At temperatures above \(180^\circ\) the high polymer passes into a viscous-flow state, in which displacement of individual macromolecules with respect to one another becomes possible. Diffusion of the molecules as a whole leads to the fact that, in the contact zone under these conditions, the structure of the high polymer is completely restored. As a result, the material becomes monolithic, and tensile tests give values equal to the cohesive strength. The disappearance of material inhomogeneity in the weld zone is also indicated by the fact that in this case fracture of the specimen often occurs not at the welding site.

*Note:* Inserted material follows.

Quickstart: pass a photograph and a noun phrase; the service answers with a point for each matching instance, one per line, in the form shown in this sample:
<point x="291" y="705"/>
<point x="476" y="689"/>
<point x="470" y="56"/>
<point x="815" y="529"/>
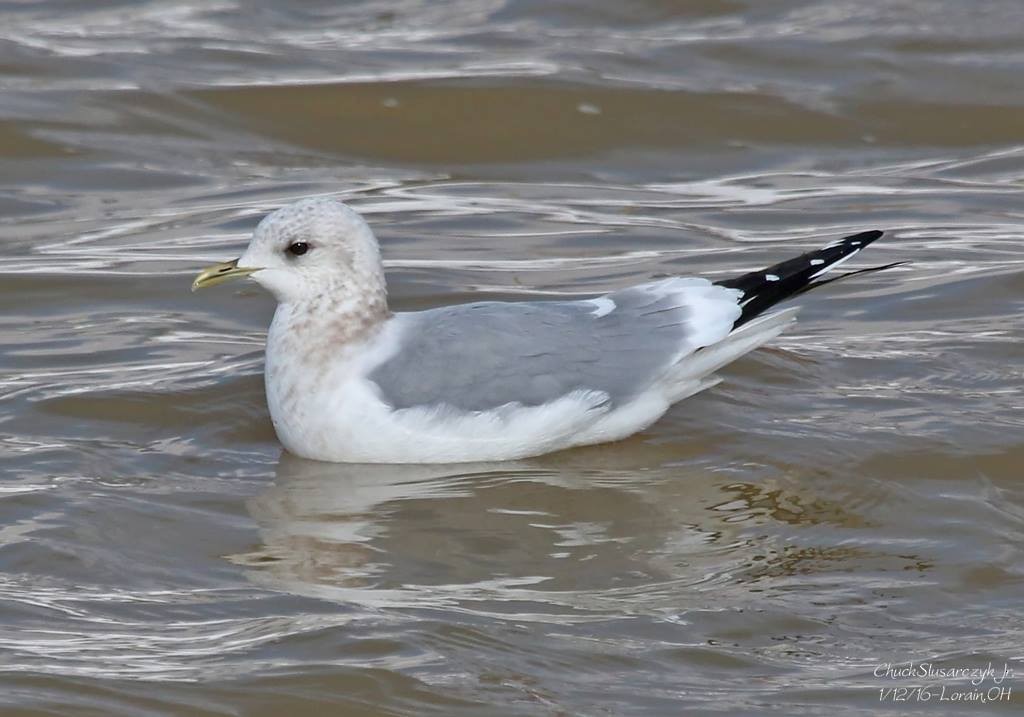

However, the restoration of the polymer structure in the weld zone at high temperatures may also be promoted by the scission and recombination of high-polymer molecules occurring under these conditions. The enormous significance of such phenomena in the flow of network high polymers under the action of large forces was recently shown by Sogolova and Kargin \((^{11})\).

The curve for plasticized polymethyl methacrylate has the same character, but is shifted to the left, since the plasticizer lowers the transition temperatures of the high polymer both to the highly elastic and to the viscous-flow state.

The curve for specimens of the plasticized high polymer that underwent subsequent heat treatment at welding temperatures above \(135^\circ\) merges with the curve for the same untreated specimens. At lower welding temperatures, however, in the case of heat treatment the adhesive strength is significantly higher. This is also quite understandable: at a welding temperature below \(135^\circ\), relatively prolonged heat treatment at \(135^\circ\) leads to the fact that individual sections of macromolecules belonging to one specimen penetrate more deeply into the volume of the other polymethyl methacrylate specimen and thereby promote an increase in autohesive strength. At welding temperatures above \(135^\circ\), heat treatment at \(135^\circ\) is already ineffective.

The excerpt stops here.